WEA RLC acknowledges:

* that the Act of Free Choice, as unjust as it was, has resulted in
Papua being incorporated into Indonesia. As such, Indonesia now has
(so to speak) the high ground. As the old adage goes: ‘Possession is
nine-tenths of the law’, although this in reality relates not to any
issue of ‘law’ but to the age-old rule of ‘force’;

* that Indonesia has no intention of letting Papua secede, and that
there are several reasons for this:

– Papua is an enormous source of wealth for the Indonesian
government and the Indonesian military;

– the nationalistic zeal stoked by East Timor’s independence has
made the subject of Papuan independence politically untenable, with
President Susilo Bambang Yudhoyono’s presidency relying on his
ability to keep Indonesia together;

– the loss of East Timor has led to Papua becoming the focus of
pro-Indonesia militias (with nationalist motivations), domestic and
foreign Islamic jihad militias (with religious motivations), and
the Indonesian military (with both power and financial
motivations). Thus, Papua is crawling with well-armed men willing
to fight until the mountains flow blood, just to keep Papua as part
of Indonesia.

In the light of the above, WEA RLC acknowledges that while the
status quo is not acceptable:

* a serious push for independence by Papuan independence activists and
fighters could well lead to internal unrest across Indonesia,
destabilising the world’s largest Muslim emerging democracy, as well as
serious conflict in Papua, resulting in massive bloodshed and loss of
life amongst Papua’s already traumatised indigenous population.

Therefore: WEA RLC proposes that an authoritative body be
established to work for a peace and rights settlement for the
Indonesian province of Papua, and monitor its implementation.

This body would be similar to the Inter-Governmental Authority on
Development (IGAD) that brokered peace and autonomy for Southern
Sudan. It would need to include elected representatives from Papua,
high level delegates from the UN and the governments of Indonesian,
Australia, PNG, USA, UK, Netherlands, Vanuatu and Nauru, and
possibly from the EU and NZ.

This body would have the leverage and authority required to pressure
the Indonesian government to live up to its obligations and honour
its commitments, in particular to autonomy for Papua.

Issues that require immediate attention are –

* TRANSMIGRATION: the rapidly shifting demographics of Papua, which
is a consequence of the Indonesian government’s transmigration
policy which is designed to Javanise and Islamise Papua by
demographic means. By this strategy the indigenous Papuan population
is being submerged and diluted. The aim is that they should be
rendered politically powerless and culturally invisible – it is a
policy for death by demographics.

* TNI and ARMED MILITIAS: the militias must be banned and disarmed,
and non-residents who have traveled to Papua purely to fight
(especially foreign jihadists) must be expelled. The TNI should be
at the very least reined in and their presence minimised. With
peace, a civilian police force would eventually maintain security.

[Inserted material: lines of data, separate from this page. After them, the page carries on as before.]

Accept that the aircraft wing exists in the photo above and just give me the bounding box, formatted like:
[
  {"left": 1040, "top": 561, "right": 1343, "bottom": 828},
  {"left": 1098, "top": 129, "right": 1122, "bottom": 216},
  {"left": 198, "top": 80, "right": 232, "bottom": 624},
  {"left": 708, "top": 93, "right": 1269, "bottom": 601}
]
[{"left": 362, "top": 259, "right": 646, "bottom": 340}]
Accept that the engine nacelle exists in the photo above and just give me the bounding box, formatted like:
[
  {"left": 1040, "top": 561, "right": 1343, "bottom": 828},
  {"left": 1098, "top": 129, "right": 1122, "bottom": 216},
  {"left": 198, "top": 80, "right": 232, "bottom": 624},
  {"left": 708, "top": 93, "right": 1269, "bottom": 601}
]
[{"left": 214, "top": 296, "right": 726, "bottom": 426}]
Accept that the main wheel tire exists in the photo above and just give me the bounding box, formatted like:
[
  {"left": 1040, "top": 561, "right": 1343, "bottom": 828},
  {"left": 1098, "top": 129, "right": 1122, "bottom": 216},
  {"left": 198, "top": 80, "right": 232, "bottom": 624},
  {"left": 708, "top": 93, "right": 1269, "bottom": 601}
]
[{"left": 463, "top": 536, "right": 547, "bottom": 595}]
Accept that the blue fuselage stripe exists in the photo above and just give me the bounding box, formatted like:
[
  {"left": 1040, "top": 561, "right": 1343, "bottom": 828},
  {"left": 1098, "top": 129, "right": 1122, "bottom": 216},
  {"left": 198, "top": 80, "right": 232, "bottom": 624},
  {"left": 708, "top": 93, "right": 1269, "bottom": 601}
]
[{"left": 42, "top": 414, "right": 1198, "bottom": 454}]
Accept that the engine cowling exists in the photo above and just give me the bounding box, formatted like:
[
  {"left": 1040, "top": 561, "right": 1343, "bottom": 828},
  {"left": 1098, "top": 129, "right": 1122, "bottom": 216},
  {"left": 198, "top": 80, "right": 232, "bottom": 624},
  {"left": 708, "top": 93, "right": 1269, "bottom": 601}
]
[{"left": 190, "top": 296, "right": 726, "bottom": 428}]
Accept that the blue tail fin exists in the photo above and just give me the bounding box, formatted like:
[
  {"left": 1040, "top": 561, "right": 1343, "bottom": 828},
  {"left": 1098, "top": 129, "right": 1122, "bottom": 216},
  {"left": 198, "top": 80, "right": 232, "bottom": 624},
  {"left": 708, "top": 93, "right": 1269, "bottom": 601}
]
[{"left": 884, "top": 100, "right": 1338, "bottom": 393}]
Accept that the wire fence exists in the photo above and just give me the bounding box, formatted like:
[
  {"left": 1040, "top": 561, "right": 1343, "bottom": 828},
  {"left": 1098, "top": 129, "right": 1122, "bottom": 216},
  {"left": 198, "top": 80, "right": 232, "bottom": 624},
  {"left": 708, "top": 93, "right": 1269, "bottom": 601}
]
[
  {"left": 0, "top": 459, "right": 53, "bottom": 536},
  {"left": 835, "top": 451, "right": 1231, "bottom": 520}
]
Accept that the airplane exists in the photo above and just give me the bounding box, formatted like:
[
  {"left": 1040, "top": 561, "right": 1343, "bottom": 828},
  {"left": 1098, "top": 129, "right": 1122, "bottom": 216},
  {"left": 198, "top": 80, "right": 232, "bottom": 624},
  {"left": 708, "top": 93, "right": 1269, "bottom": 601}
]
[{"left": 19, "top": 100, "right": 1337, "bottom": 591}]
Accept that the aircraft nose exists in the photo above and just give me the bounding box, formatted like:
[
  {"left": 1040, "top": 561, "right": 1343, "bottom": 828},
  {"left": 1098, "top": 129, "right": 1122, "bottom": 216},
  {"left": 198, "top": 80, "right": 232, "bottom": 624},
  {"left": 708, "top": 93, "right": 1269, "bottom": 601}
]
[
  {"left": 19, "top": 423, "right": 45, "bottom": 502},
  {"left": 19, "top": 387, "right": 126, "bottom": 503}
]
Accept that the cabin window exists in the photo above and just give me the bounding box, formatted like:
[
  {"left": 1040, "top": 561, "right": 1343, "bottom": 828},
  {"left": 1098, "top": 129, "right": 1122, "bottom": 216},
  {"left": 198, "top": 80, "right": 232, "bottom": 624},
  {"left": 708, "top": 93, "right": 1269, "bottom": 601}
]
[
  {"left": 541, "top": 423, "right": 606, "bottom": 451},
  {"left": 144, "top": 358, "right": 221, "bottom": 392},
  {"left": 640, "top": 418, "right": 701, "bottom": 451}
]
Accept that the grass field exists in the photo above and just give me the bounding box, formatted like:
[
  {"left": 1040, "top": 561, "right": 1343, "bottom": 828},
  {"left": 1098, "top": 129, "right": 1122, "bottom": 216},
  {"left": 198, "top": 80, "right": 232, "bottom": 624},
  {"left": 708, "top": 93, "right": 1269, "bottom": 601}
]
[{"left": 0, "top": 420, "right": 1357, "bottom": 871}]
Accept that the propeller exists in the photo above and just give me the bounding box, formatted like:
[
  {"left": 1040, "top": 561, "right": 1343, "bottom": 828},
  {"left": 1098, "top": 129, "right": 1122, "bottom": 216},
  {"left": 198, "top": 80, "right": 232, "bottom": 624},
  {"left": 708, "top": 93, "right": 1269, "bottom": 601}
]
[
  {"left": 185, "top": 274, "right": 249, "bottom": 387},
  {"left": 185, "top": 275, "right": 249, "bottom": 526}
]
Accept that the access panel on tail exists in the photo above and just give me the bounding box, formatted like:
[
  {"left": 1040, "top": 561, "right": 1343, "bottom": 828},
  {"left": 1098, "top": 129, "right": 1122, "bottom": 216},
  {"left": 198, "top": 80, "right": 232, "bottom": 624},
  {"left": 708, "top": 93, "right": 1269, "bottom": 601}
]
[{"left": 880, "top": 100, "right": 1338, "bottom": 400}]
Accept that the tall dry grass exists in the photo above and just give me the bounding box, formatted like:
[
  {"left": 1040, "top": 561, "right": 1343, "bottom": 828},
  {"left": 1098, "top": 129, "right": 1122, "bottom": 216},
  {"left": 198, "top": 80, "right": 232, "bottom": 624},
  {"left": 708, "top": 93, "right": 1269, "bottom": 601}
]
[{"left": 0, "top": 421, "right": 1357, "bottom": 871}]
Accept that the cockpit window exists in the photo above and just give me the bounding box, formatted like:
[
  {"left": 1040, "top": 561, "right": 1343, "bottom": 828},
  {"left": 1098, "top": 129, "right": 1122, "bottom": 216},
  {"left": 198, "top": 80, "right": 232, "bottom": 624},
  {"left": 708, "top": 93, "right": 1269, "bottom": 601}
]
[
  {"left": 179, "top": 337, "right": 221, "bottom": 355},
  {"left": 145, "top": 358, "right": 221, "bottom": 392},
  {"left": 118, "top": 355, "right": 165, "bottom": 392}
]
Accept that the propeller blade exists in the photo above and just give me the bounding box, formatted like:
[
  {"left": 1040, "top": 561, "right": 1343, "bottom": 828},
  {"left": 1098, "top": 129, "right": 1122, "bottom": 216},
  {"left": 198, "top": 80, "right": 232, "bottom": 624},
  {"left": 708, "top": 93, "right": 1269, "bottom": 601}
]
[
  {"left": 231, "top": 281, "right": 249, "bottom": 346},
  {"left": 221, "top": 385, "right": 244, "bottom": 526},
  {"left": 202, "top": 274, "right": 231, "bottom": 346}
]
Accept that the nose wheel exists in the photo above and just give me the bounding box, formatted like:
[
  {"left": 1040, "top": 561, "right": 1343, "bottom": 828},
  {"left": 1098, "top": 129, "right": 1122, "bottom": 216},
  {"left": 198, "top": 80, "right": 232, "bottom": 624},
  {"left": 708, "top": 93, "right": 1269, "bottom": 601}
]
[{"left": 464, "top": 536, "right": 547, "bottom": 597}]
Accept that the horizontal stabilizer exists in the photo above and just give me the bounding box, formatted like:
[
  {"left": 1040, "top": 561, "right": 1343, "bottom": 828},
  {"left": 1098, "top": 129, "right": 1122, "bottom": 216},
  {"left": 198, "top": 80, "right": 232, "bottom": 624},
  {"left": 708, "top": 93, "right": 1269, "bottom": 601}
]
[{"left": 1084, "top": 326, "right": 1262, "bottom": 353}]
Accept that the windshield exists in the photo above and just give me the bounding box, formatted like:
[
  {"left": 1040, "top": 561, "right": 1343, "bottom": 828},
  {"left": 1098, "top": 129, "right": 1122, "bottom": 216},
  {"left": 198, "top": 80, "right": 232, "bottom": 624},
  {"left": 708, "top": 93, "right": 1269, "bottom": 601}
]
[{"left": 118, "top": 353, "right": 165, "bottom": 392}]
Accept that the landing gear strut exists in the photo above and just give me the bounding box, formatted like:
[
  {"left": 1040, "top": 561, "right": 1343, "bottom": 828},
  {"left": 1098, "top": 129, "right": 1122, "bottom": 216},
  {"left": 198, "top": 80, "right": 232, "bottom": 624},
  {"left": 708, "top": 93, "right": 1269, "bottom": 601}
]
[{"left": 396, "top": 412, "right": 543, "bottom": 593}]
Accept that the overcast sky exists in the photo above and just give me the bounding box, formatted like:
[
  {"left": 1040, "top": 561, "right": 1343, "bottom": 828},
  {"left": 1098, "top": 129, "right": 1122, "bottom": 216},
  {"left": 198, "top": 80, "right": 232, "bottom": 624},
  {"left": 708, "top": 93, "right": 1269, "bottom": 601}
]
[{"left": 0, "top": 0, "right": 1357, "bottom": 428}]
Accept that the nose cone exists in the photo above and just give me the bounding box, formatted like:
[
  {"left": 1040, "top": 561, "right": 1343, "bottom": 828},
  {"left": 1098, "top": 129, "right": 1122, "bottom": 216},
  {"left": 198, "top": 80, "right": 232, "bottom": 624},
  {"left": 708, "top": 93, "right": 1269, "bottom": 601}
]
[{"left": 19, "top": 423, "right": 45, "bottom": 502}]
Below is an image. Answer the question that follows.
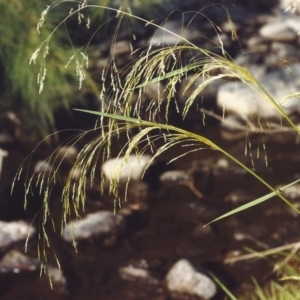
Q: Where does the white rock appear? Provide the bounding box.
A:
[62,211,125,242]
[0,221,35,248]
[259,19,297,42]
[217,64,300,119]
[102,155,152,182]
[166,259,217,300]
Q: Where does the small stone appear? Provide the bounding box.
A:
[0,250,40,273]
[166,259,217,300]
[259,20,297,43]
[0,221,35,249]
[102,154,152,183]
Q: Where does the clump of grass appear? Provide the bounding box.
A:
[20,1,300,284]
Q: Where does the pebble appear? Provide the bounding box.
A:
[102,154,152,183]
[0,221,35,249]
[166,259,217,300]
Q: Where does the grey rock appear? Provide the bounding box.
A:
[259,18,297,42]
[271,42,300,64]
[149,21,195,47]
[217,64,300,120]
[0,221,35,249]
[102,155,152,183]
[166,259,217,300]
[0,250,41,273]
[62,211,126,246]
[177,76,224,104]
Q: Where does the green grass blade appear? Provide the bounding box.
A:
[209,272,237,300]
[205,179,300,226]
[135,63,200,89]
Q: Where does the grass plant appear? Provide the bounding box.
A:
[15,1,300,299]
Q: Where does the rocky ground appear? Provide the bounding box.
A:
[0,1,300,300]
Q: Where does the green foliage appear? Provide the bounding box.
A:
[18,1,300,290]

* AUTONOMY: negotiations could begin with the implementation of the
Special Autonomy Law, especially the reversal of the illegal
division of Papua, and fresh elections for the Papua Presidium so
that it is able to represent the Papuans.

* MONITORS: Papua must be opened up to foreign journalists and human
rights monitors.

The situation in Papua will improve only if international actors are
prepared to pressure Indonesia to make it happen.

Churches should be encouraged to pray and advocate to this end. The
future is another day. What is important today is that peace,
dignity, human rights, security, and autonomy are restored. After
the betrayal and the decades of indifference, the international
community owes this to the Papuans. It is matter of justice. It is a
matter of morality. It is a matter of human dignity and liberty.